Associative and Commutative

Question

1. Determine which of the following operations are associative. Determine which are commutative.
   (a) Operation of * on Z (integer) defined by a∗b=a−b.
   (b) Operation of * on R (real numbers) defined by a∗b=a+b+ab.
   (c) Operation of * on Q (rational) defined by a∗b=a+b/5.
   (d) Operation of * on Z×Z defined by (a,b)∗(c,d)=(ad+bc, bd).
   (e) Operation of * on Q^∗ (=Q{0}) defined by a∗b=a/b.
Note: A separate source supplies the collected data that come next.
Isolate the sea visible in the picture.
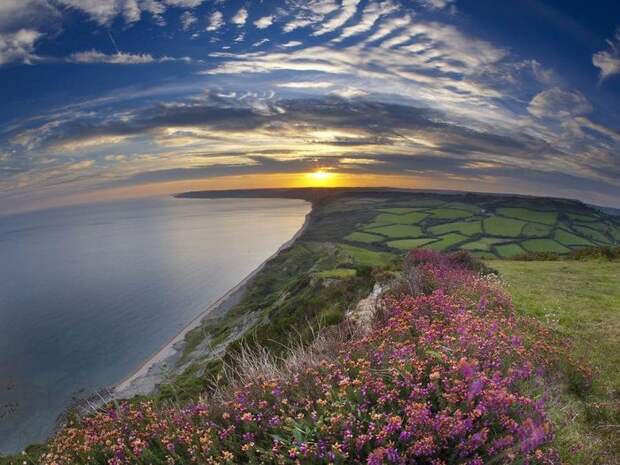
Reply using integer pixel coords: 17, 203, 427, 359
0, 196, 310, 453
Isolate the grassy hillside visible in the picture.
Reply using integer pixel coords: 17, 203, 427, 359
493, 260, 620, 464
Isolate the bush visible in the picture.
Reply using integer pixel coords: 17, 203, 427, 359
39, 250, 579, 465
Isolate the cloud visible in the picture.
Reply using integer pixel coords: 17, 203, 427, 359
313, 0, 361, 36
203, 17, 509, 125
282, 41, 303, 47
179, 11, 197, 30
67, 50, 191, 64
231, 7, 248, 26
252, 39, 270, 48
55, 0, 143, 25
281, 0, 339, 33
415, 0, 456, 10
334, 0, 398, 42
206, 11, 224, 31
47, 0, 206, 27
163, 0, 204, 6
0, 29, 43, 65
254, 15, 274, 29
593, 28, 620, 82
68, 50, 156, 64
527, 88, 592, 119
276, 81, 334, 88
4, 94, 620, 207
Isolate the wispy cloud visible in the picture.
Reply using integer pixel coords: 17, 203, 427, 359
593, 27, 620, 82
276, 81, 334, 88
180, 11, 198, 30
0, 29, 43, 65
333, 0, 397, 42
67, 50, 191, 64
313, 0, 361, 36
527, 88, 592, 119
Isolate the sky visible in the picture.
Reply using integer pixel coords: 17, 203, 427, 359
1, 0, 620, 214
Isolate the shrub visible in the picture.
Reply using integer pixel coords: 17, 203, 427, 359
40, 250, 582, 465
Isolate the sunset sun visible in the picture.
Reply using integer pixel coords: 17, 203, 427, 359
306, 169, 335, 185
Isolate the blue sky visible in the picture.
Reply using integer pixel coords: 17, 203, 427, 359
1, 0, 619, 213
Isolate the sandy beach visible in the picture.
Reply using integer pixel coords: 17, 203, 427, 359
113, 206, 312, 399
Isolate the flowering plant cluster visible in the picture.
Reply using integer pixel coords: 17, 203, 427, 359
42, 250, 575, 465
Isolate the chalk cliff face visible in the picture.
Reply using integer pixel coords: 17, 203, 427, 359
346, 282, 384, 330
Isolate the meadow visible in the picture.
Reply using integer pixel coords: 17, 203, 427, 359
493, 260, 620, 464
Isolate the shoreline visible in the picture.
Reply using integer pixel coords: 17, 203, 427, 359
112, 204, 313, 399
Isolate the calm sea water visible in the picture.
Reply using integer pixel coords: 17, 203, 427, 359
0, 197, 310, 453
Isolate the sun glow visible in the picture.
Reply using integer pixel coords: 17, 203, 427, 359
305, 169, 335, 185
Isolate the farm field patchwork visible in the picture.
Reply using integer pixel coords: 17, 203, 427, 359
322, 192, 620, 259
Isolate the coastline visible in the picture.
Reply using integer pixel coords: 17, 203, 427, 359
112, 204, 313, 399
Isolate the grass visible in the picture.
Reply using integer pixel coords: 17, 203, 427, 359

Not asking for the answers but asking which steps should I take or is there a link I can use to understand how to do this. Anything helps!

Answer 1

To prove that the operation $*$ is commutative, you must show that $a*b=b*a$ for all $a$ and $b$.

If you find $a$ and $b$ such that $a*b\ne b*a,$ then you have shown that $*$ is not commutative.

To prove that $*$ is associative, you must show that $(a*b)*c=a*(b*c)$ for all $a,b, $ and $c$.

If you find $a, b, $ and $c$ such that $(a*b)*c\ne a*(b*c)$, then the operation $*$ is not associative.

Answer 2

All you need is to verify the definitions.

For whatever binary operation $*$, if you can prove that $a*b=b*a$ (using general elements, i.e. letters instead of numbers), probably using commutativity of some elementary operations like addition or multiplication or maximum, then $*$ is commutative.
To prove $*$ is not commutative, you only need to provide a specific example of $a, b$ (write numbers this time) such that $a*b\ne b*a$.

The same goes for associativity.